Salam Jumpa Tanjungpinang

You are going to Tanjungpinang. Aren’t you?” tanya laki-laki keturunan India, pengawas imigrasi Bandara Internasional Changi, dengan nada berusaha meyakinkan dirinya sendiri, “Today, right?

Yes. Today. Even right now. Right from this airport, I plan to go directly to Tanah Merah and catch the boat to Tanjungpinang,” jawab saya sambil menyerahkan tiket kapal cepat.
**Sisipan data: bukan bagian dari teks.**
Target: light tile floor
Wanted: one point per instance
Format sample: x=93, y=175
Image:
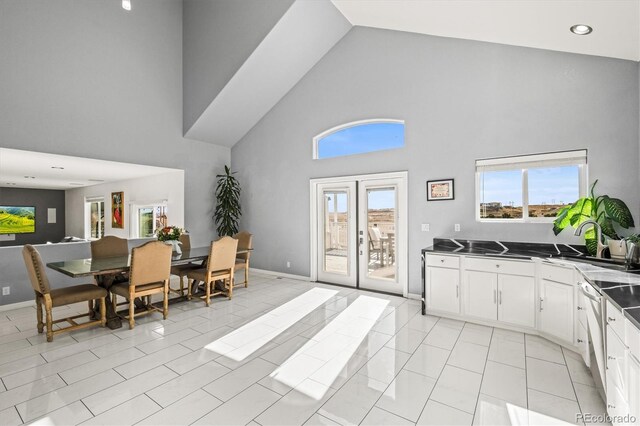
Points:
x=377, y=361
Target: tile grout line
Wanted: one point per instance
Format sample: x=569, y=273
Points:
x=396, y=375
x=475, y=408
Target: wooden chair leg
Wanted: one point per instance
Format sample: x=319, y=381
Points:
x=39, y=313
x=103, y=311
x=131, y=312
x=165, y=302
x=49, y=318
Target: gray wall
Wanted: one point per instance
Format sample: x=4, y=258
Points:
x=462, y=100
x=42, y=200
x=218, y=37
x=86, y=78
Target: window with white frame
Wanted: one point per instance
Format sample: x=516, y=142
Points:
x=359, y=137
x=94, y=212
x=529, y=188
x=147, y=219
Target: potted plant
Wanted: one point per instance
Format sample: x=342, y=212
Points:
x=606, y=211
x=228, y=211
x=171, y=235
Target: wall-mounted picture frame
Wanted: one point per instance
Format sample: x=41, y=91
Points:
x=440, y=190
x=117, y=210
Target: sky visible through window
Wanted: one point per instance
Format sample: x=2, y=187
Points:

Hari ini saya berangkat dari Jakarta ke Tanjungpinang. Lewat negara orang. Perjalanan dari Indonesia ke Indonesia lewat Singapura lazim dilakukan penjelajah berkantong cekak. Menarik. Walau Tanjungpinang mempunyai pelabuhan udara sendiri, namun melimpahnya tiket promo dari Jakarta menuju Singapura acapkali membuat perjalanan ke Pulau Bintan menjadi lebih murah lewat negara lain!

Tanjungpinang bukanlah kota kemarin sore. Kota ini punya sejarah panjang sebagai salah satu episenter peradaban Bangsa Melayu. Pengaruh historis yang kental tersebut memantapkan Tanjungpinang sebagai ibukota provinsi Riau sebelum akhirnya tongkat komando dialihkan kepada Pekanbaru. Ketika provinsi Kepulauan Riau dipisahkan dari provinsi Riau beberapa tahun silam, Tanjungpinang kembali ditetapkan menjadi ibukota provinsi untuk kedua kalinya.

“Temui saya di Kedai Kopi Jalan Bintan,” kata Hasyim melalui pesan media sosial, “Saya juga baru pulang dari jalan-jalan bersama keluarga di Malaysia.”

Hasyim bukanlah perkecualian. Secara daya jangkau geografis, Tanjungpinang memang boleh dikatakan sangat beruntung. Kota ini mempunyai akses langsung menuju empat kota penting Asia Tenggara, yaitu Singapura, Jakarta, Johor Bahru, dan Batam. Bukan barang aneh apabila aktivitas internasional dilakukan oleh hampir seluruh lapisan masyarakat kota ini.

Hujan semalam suntuk membasahi lajur sempadan pantai Tanjungpinang. Mendung masih menggelayut rendah menaungi penduduk kota yang berolahraga pagi pada akhir pekan. Kedatangan saya ke kota yang didominasi oleh etnis Melayu dan Tionghoa ini adalah untuk menyaksikan sebuah permata kebudayaan Bangsa Melayu. Bukan barang biasa, karena permata ini berwujud sebuah pulau. Ya, pulau.

Gerimis mengiringi perjalanan saya menyusuri jalan-jalan kecil Tanjungpinang. Suara pengemudi becak memanggil-manggil dari tikungan hanya saya balas dengan senyuman. Tidak jauh, terlihat Hasyim sudah menunggu saya di depan kedai.